Intermediate Value Theorem and polynomial of odd degree As a consequence of Intermediate Value Theorem (IVT), it is illustrated in almost all calculus books and notes/courses that every polynomial of odd degree over real numbers have a real root.
I tried to see whether this result has been proved without the use of intermediate value property, and I did not find any link or question related to that on this and other sites.
Can one suggest me whether there is a proof of above mentioned consequence of IVT, which is done without using IVT?

I had seen that the fundamental theorem of algebra have been of interest to many people for proving just using algebraic techniques, but among all the known various proofs of FTA, epsilon amount of analysis is used.
So, my above question is of similar nature, but I did not see any comments on its proofs without IVT.
 A: Complex roots of a polynomial with real coefficients occur in pairs.
Hence?
https://en.m.wikipedia.org/wiki/Complex_conjugate_root_theorem
A: Every polynomial $P$ can be split (not sure of the word, the one in French is "scindé") in $\mathbb{R}$ : $P = \prod (X^2-a_k X + b_k) \prod (X- \lambda_k)$. As the degree of $P$ is odd, there is at least one factor $(X-\lambda)$, so there is at least one real root.
As for Vivid's proof, the proof of Descarte's Rule of Signs is based on IVT, so it is not really a different proof.

(Sorry if my words are incorrect, I'm French and I'm not used to writing maths in English.)

A: One could use Descarte's Rule of Signs.
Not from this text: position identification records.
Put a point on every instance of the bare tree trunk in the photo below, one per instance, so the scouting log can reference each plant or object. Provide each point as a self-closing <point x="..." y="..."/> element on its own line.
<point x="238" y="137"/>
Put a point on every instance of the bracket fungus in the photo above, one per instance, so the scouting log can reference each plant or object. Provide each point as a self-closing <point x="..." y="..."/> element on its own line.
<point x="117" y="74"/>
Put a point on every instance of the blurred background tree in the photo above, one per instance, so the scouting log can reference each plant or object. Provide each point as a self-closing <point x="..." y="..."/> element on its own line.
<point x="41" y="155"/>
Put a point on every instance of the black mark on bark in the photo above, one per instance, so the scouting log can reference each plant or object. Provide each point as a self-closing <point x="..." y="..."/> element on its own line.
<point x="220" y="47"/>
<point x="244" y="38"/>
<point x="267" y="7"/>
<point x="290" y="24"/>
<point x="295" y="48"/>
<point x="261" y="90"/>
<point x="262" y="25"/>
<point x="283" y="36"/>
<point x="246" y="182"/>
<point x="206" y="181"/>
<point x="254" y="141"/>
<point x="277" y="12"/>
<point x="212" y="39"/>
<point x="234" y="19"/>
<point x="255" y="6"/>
So, below is the idea:
Assume that we have $$P(x) = \sum_{k=0}^{n} a_kx^k$$

*

*If there is at least one sign change, then we are done. So we assume there is not.

*Assume there are terms of both odd and even exponents, then we analyze $P(-x)$. There were no sign changes in $P(x)$, therefore, we must have in $P(-x)$ since $(-x)^{\text{odd}} = -x^{\text{odd}}$ and $(-x)^{\text{even}} = x^{\text{even}}$.

*Assume there are only odd powers, then the polynomial is an odd function which means $x=0$ is a root.

*We cannot assume all exponents are even since $P(x)$ is of odd degree.